The members-only meeting comes as the Screen Actors Guild (SAG) girds itself
for a possible strike early next year against major Hollywood studios
represented by the Association of Motion Picture and Television Producers
(AMPTP).
"This town hall meeting will give Hollywood members an update on the
negotiations and a chance to ask questions about the upcoming strike
authorization ballot referendum," the union told its members through its
website.
Several rounds of negotiations between SAG and AMPTP had failed to reach a
new three-year contract as the actors union had been demanding that the studios
give it a better deal than other unions of Hollywood professionals like writers
and directors received.
SAG, which has more than 120,000 members across the United States, in
particular wants an increase in the DVD residuals rate, which has long been
rejected by the studios.
Movie studios last week published a full-page advertisement in the Los
Angeles Times, accusing the actors union of jeopardizing the work of other
unions in the entertainment industry by threatening a strike.
Presidents of eight studios said in the advertisement that SAG was demanding
the entire industry literally throw out all its hard work because the union
believed it deserves more than the 230,000 other people working in the industry.

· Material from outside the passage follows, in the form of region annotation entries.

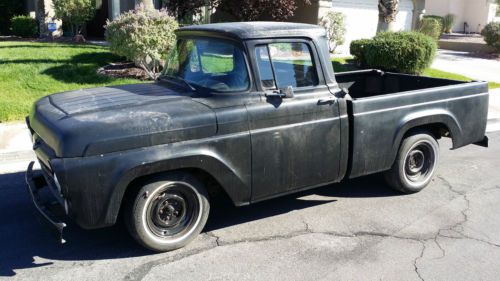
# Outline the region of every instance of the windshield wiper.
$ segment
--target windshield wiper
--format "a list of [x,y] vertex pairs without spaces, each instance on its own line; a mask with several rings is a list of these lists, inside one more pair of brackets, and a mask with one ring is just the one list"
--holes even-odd
[[177,81],[181,81],[182,83],[184,83],[184,85],[186,85],[189,89],[191,89],[191,91],[198,92],[198,90],[193,85],[191,85],[186,79],[184,79],[180,76],[165,74],[165,75],[163,75],[163,77],[170,78],[170,79],[177,80]]

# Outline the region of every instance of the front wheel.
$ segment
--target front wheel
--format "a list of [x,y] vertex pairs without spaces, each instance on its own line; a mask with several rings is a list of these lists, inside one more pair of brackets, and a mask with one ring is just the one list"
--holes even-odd
[[428,133],[415,133],[403,140],[391,169],[384,173],[387,183],[403,193],[424,189],[432,179],[439,158],[439,145]]
[[189,174],[156,177],[142,186],[127,206],[127,228],[140,244],[171,251],[191,242],[202,231],[210,205],[203,184]]

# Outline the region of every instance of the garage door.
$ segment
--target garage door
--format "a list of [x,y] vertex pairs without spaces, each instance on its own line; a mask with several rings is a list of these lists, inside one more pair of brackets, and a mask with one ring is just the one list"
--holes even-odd
[[[333,0],[333,10],[346,16],[346,43],[337,52],[349,53],[352,40],[371,38],[377,33],[378,0]],[[396,18],[396,30],[410,30],[412,20],[412,0],[402,0]]]

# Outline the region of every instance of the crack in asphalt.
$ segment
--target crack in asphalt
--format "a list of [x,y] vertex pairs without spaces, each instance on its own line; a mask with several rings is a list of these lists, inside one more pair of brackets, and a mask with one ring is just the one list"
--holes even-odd
[[418,270],[418,261],[424,257],[424,252],[426,249],[425,246],[425,241],[419,241],[422,244],[422,250],[420,251],[420,255],[413,260],[413,268],[415,269],[415,273],[417,274],[418,278],[422,281],[424,281],[424,278],[420,274],[420,271]]
[[[304,224],[303,230],[292,231],[292,232],[289,232],[289,233],[283,234],[283,235],[272,235],[272,236],[267,236],[267,237],[262,237],[262,238],[250,238],[250,239],[241,239],[241,240],[233,240],[230,242],[224,242],[223,239],[221,239],[221,237],[216,235],[214,232],[212,232],[212,231],[205,232],[202,235],[205,235],[206,237],[213,239],[214,243],[211,244],[210,246],[203,247],[201,249],[189,250],[189,251],[186,251],[183,253],[179,253],[176,255],[172,255],[172,256],[168,256],[168,257],[164,257],[164,258],[160,258],[160,259],[157,259],[154,261],[147,262],[147,263],[142,264],[139,267],[135,268],[132,272],[130,272],[124,278],[124,280],[133,280],[133,281],[142,280],[155,266],[168,265],[172,262],[179,261],[179,260],[182,260],[184,258],[188,258],[190,256],[194,256],[194,255],[203,253],[205,251],[212,250],[212,249],[217,248],[217,247],[232,246],[232,245],[237,245],[240,243],[257,243],[257,242],[265,242],[265,241],[272,241],[272,240],[285,240],[285,239],[291,239],[294,237],[308,235],[308,234],[323,234],[323,235],[329,235],[329,236],[334,236],[334,237],[344,237],[344,238],[358,238],[358,237],[385,238],[385,237],[388,237],[388,238],[394,238],[394,239],[404,239],[404,240],[411,240],[411,241],[419,242],[422,244],[422,249],[420,251],[420,254],[414,259],[413,267],[414,267],[414,271],[415,271],[415,274],[417,275],[417,277],[420,280],[424,281],[424,278],[422,277],[422,274],[419,270],[418,263],[420,260],[424,259],[425,251],[427,249],[426,243],[428,241],[432,240],[437,245],[437,247],[440,249],[441,256],[437,259],[441,259],[441,258],[444,258],[446,256],[445,248],[438,241],[438,238],[440,238],[440,237],[450,238],[450,239],[470,239],[470,240],[475,240],[478,242],[486,243],[486,244],[494,246],[494,247],[500,247],[500,245],[495,244],[493,242],[489,242],[487,240],[483,240],[483,239],[479,239],[479,238],[470,237],[468,235],[465,235],[464,233],[461,232],[461,231],[463,231],[463,228],[461,231],[457,229],[457,228],[463,226],[463,224],[466,223],[469,219],[467,213],[470,210],[470,200],[467,197],[466,192],[461,192],[459,190],[456,190],[453,187],[453,185],[448,180],[446,180],[443,176],[438,175],[436,177],[444,183],[444,185],[450,190],[450,192],[452,192],[456,195],[459,195],[458,197],[453,198],[453,200],[457,199],[457,198],[463,198],[463,200],[465,201],[465,207],[460,211],[462,214],[461,220],[459,220],[458,222],[456,222],[455,224],[453,224],[450,227],[438,229],[436,234],[431,238],[421,239],[421,238],[415,238],[415,237],[409,237],[409,236],[398,236],[398,235],[390,234],[390,233],[371,232],[371,231],[357,231],[357,232],[351,232],[351,233],[342,233],[342,232],[335,232],[335,231],[313,231],[313,229],[311,228],[309,223],[304,218],[302,218],[302,223]],[[488,190],[491,190],[491,189],[500,189],[500,186],[497,185],[493,188],[489,188]],[[486,191],[486,190],[484,190],[484,191]],[[444,231],[455,232],[460,237],[453,237],[453,236],[445,235],[442,233]]]

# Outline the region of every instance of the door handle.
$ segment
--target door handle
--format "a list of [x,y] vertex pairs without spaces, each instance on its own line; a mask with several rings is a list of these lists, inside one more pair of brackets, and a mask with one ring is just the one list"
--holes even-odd
[[318,100],[318,105],[323,105],[323,104],[333,105],[336,102],[337,102],[337,98],[335,98],[335,97],[329,97],[329,98],[326,98],[326,99],[319,99]]

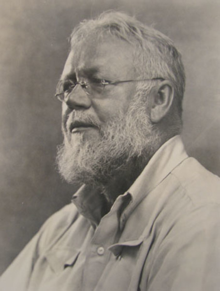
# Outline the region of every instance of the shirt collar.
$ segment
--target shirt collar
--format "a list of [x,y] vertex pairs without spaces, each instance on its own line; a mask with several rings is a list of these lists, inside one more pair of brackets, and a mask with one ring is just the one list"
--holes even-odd
[[188,157],[179,135],[163,144],[128,190],[132,196],[132,202],[124,211],[121,221],[125,223],[140,201]]
[[[179,135],[172,138],[158,150],[129,190],[118,197],[112,207],[112,209],[117,205],[120,213],[123,214],[120,219],[120,228],[123,228],[127,217],[141,200],[187,157]],[[73,195],[72,202],[94,227],[99,224],[108,207],[100,188],[91,188],[86,185]]]

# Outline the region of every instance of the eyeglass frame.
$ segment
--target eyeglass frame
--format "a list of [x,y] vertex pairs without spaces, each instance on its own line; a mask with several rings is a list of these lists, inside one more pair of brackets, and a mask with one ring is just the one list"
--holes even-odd
[[[117,84],[120,84],[120,83],[125,83],[125,82],[138,82],[138,81],[153,81],[153,80],[158,80],[164,81],[165,79],[161,77],[156,77],[156,78],[153,78],[147,79],[141,79],[141,80],[123,80],[123,81],[114,81],[114,82],[106,81],[104,80],[101,80],[101,81],[100,82],[100,84],[104,85],[104,87],[103,88],[103,90],[104,90],[105,86],[106,85],[117,85]],[[84,91],[84,92],[87,94],[87,95],[88,95],[88,96],[91,95],[91,94],[89,94],[88,91],[87,91],[85,90],[85,89],[86,89],[86,86],[88,84],[89,84],[89,83],[92,83],[92,82],[91,82],[91,81],[80,82],[80,81],[78,81],[73,82],[73,81],[72,81],[71,80],[68,80],[68,81],[71,83],[73,84],[72,85],[70,86],[70,88],[73,88],[73,89],[69,92],[67,93],[67,95],[65,97],[64,96],[65,92],[60,92],[59,93],[56,93],[54,96],[55,97],[57,97],[57,98],[58,99],[58,100],[59,100],[61,102],[66,102],[67,100],[68,99],[67,97],[68,97],[68,95],[70,93],[73,92],[73,90],[74,90],[74,88],[77,85],[80,85]],[[63,98],[61,98],[60,97],[59,97],[59,96],[62,95],[63,95]]]

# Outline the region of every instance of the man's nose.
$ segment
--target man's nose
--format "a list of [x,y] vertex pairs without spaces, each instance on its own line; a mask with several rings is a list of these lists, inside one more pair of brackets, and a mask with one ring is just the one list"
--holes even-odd
[[68,107],[72,109],[88,109],[91,106],[90,97],[79,84],[66,96],[65,102]]

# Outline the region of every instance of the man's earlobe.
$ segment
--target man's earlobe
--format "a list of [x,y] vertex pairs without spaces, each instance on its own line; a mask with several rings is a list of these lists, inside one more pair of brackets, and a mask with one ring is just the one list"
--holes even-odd
[[174,89],[171,82],[167,80],[161,82],[151,97],[150,119],[152,122],[159,122],[167,114],[174,97]]

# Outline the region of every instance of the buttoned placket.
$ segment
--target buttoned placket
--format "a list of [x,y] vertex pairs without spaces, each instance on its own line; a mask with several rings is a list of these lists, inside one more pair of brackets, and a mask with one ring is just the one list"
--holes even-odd
[[83,277],[83,291],[95,289],[110,256],[113,255],[108,249],[117,240],[119,230],[118,210],[124,198],[124,196],[117,198],[110,212],[102,218],[96,229],[87,250]]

Although SAG has yet to announce schedules for the strike authorization vote,
industry observers said the union might conduct a vote-by-mail on a strike
authorization late December, and then try to reach a deal with AMPTP one last
time in January.
That means a strike is possible in February, in time to disrupt the Academy
Awards show scheduled for February 22 in Kodak Theater. Such a strike would be
the second major Hollywood strike in nearly one year after the 100-day work
stoppage by writers.
The Writers Guild of America strike that began November 5 last year cost the
Los Angeles area economy as much as US$2 billion and left tens of thousands of
people without jobs, local officials said.